HiRace: Accurate and Fast Source-Level Race Checking of GPU Programs
John Jacobson, Martin Burtscher, Ganesh Gopalakrishnan
TL;DR
HiRace addresses GPU data races by instrumenting CUDA source code and performing dynamic analysis. It uses a fixed-size per-address shadow state encoded by a finite-state machine with $25$ states and $1200$ transitions, requiring only $5$ bits per address and about $8$ bytes total per shadow entry. The approach is validated against the Indigo benchmark suite and verified with the Murphi model checker to ensure correctness. Empirical results show HiRace detects more races than prior tools, with up to $30$-$50$x speedups and roughly half the memory overhead. This combination yields a practical, scalable GPU race detector that runs at source level and does not depend on compiler/hardware specifics, and it will be open-sourced.
Abstract
Data races are egregious parallel programming bugs on CPUs. They are even worse on GPUs due to the hierarchical thread and memory structure, which makes it possible to write code that is correctly synchronized within a thread group while not being correct across groups. Thus far, all major data-race checkers for GPUs suffer from at least one of the following problems: they do not check races in global memory, do not work on recent GPUs, scale poorly, have not been extensively tested, miss simple data races, or are not dependable without detailed knowledge of the compiler.
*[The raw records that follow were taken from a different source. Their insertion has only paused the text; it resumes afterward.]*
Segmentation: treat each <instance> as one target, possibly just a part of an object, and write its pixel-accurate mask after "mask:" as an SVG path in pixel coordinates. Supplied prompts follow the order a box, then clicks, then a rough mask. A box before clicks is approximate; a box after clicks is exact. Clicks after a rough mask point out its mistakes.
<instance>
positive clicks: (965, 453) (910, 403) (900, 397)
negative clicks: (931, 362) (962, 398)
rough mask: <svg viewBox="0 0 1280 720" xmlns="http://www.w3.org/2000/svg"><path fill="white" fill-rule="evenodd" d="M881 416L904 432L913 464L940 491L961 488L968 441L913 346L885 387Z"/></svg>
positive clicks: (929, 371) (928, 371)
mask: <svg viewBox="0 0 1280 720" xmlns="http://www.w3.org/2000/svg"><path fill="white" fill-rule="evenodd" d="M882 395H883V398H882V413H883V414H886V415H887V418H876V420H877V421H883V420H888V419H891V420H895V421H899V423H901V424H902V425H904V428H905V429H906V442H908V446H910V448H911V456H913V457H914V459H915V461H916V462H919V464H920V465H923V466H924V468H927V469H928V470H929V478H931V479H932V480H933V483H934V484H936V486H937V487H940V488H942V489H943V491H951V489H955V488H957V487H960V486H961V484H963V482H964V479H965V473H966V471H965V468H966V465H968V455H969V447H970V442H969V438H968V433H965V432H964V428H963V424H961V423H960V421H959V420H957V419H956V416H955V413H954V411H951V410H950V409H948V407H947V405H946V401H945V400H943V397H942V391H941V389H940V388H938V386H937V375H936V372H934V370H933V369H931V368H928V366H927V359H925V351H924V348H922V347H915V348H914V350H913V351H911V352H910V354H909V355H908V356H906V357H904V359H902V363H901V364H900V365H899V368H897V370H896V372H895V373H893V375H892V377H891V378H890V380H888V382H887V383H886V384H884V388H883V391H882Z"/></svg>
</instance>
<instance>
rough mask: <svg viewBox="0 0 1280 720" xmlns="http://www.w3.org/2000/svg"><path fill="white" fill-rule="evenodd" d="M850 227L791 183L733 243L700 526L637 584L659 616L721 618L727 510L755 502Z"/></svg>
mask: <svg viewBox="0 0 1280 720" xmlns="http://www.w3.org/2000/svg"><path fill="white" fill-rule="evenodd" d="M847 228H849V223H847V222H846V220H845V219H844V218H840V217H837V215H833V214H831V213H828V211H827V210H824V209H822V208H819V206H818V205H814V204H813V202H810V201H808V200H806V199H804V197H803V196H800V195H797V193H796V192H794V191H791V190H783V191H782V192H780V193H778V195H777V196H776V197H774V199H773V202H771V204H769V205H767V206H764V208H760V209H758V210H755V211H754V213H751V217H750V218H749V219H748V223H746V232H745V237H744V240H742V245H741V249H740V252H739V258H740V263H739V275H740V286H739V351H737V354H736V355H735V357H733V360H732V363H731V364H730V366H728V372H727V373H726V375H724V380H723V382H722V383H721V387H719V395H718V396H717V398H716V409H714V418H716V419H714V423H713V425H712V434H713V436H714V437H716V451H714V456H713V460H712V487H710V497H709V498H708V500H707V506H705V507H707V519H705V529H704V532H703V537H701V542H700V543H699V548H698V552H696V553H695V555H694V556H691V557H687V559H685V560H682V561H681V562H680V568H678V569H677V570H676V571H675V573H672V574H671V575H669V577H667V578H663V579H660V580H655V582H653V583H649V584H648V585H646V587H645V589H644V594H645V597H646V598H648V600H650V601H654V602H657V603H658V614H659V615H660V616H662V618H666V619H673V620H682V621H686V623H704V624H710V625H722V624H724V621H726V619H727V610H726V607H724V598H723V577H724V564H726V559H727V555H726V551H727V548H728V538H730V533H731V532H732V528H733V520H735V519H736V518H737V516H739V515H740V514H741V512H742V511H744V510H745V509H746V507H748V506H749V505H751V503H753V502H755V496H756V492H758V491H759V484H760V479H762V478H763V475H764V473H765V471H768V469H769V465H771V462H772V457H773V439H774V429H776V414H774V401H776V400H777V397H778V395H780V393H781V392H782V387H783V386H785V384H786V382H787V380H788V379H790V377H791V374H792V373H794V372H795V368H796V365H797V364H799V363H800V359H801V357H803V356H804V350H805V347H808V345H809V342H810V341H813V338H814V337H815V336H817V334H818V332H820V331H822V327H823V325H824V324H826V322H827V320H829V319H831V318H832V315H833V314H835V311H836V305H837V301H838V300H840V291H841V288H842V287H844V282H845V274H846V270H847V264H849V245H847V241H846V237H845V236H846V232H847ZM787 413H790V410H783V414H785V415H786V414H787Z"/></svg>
Our new data-race detection tool, HiRace, overcomes these limitations. Its key novelty is an innovative parallel finite-state machine that condenses an arbitrarily long access history into a constant-length state, thus allowing it to handle large and long-running programs. HiRace is a dynamic tool that checks for thread-group shared memory and global device memory races. It utilizes source-code instrumentation, thus avoiding driver, compiler, and hardware dependencies. We evaluate it on a modern calibrated data-race benchmark suite. On the 580 tested CUDA kernels, 346 of which contain data races, HiRace finds races missed by other tools without false alarms and is more than 10 times faster on average than the current state of the art, while incurring only half the memory overhead.